Anjina ekseriyetle gerilim, fizikî efor ya da soğuk hava üzere durumlarda ortaya çıkar.
Anjinanın özellikleri:
*Genellikle ağrı yorucu bir iş, yürüyüşle meydana gelir.
*Heyecanlı, hudutlu, hüzünlü bir durumdayken başlar ve dinlenince geçer.
*Genellikle, halk ortasında iman tahtası denen göğüs kafesi ardında ve hafif solunda hissedilir.
*Anjinanın şiddeti, mühleti ve tipi değişebilir. Yeni yahut farklı semptomlar da anjinaya işaret edebilir.
TEDAVİSİ VAR MI?
Anjinayı denetim altına almak, hayat kalitesini iyileştirmek ve mümkün kalp sorunlarını önlemek mümkündür. Bu doğrultuda, ömür usulü değişiklikleri, ilaç tedavileri ve kimi durumlarda girişimsel süreçler uygulanabilir.

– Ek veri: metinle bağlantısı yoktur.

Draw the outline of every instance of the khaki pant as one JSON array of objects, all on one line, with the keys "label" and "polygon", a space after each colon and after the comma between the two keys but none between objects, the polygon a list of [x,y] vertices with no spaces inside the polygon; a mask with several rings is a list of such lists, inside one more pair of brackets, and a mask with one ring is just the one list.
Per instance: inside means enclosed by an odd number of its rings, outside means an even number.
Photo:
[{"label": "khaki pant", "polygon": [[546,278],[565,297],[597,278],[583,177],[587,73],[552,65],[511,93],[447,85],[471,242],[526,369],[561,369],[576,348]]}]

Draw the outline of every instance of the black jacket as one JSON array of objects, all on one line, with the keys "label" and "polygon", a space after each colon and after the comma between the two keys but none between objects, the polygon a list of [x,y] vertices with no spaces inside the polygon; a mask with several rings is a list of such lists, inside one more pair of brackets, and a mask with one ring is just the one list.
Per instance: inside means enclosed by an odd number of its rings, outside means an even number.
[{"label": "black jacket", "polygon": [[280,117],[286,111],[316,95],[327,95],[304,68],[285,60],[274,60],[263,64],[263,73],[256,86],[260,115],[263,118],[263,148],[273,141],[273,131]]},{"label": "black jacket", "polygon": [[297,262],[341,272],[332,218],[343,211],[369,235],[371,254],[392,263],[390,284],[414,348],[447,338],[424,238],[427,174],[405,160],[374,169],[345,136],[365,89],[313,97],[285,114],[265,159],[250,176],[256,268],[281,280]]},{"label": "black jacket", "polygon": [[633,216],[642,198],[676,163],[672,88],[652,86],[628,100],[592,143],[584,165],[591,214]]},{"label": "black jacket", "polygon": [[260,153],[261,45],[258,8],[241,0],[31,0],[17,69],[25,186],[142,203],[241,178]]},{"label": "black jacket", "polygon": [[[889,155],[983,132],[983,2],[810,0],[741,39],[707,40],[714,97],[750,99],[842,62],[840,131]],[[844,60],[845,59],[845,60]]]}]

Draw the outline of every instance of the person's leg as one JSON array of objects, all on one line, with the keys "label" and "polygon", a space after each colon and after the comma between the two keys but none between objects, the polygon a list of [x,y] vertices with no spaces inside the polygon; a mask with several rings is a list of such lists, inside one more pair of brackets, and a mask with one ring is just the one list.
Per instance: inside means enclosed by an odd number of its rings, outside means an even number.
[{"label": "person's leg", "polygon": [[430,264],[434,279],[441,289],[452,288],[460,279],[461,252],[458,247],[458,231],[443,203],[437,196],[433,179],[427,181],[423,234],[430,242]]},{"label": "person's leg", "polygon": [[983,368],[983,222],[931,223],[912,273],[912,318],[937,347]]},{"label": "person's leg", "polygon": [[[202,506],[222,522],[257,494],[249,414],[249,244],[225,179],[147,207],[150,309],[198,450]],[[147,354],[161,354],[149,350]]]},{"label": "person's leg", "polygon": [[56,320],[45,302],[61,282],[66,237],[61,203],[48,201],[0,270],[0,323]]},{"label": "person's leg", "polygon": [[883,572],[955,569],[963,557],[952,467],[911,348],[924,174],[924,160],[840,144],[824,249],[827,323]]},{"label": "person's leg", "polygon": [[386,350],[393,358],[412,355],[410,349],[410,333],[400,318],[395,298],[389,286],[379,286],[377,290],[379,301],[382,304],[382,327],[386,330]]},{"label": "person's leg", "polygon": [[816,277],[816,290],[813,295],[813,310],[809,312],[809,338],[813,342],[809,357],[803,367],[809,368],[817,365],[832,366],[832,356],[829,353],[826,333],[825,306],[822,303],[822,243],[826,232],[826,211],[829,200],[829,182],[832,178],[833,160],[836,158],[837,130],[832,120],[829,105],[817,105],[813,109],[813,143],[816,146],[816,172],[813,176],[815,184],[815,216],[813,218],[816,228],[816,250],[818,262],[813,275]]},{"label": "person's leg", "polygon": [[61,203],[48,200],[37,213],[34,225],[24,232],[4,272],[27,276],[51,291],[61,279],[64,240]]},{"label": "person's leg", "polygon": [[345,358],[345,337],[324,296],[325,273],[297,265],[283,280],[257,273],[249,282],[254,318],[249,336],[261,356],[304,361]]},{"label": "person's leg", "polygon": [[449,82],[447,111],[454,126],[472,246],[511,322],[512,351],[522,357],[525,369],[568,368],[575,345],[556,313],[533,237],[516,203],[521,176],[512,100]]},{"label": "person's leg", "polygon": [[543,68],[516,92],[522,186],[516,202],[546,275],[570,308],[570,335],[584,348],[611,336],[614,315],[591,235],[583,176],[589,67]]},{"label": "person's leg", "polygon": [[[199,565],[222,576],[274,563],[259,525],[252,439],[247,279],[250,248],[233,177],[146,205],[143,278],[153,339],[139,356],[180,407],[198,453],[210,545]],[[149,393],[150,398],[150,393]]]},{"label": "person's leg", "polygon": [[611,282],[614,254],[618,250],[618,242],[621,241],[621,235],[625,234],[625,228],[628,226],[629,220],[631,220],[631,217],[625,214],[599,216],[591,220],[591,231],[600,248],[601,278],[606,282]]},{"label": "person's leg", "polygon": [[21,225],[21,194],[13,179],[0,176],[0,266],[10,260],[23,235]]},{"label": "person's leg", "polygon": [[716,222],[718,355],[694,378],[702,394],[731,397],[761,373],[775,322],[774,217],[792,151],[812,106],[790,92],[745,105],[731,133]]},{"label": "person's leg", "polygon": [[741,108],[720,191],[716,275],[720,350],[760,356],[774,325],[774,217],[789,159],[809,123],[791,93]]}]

Risk faktörlerini azaltmaya yönelik uygulamalar ve hayat usulü değişiklikleri tedavinin kıymetli bir kısmını oluşturmaktadır. Bu değişiklikler yüksek kan basıncının denetimini, yüksek kolesterol seviyelerini düşürmeyi, kuvvetli idmanları hafifletmeyi (doktor nezareti altında), çok kiloların kaybını ve sigarayı bırakmayı içerir. Anjina atağını tetikleyen aktivitelerin ve ağrı formunun farkında olmak tedavi açısından faydalı olabilir. Örneğin, gerilim idaresi için tedbirler almak, aktivite ve ortam sıcaklıklarında ani değişikliklerden, çok beslenmeden kaçınmak kimi şahıslarda atakların sayısını azaltabilmektedir.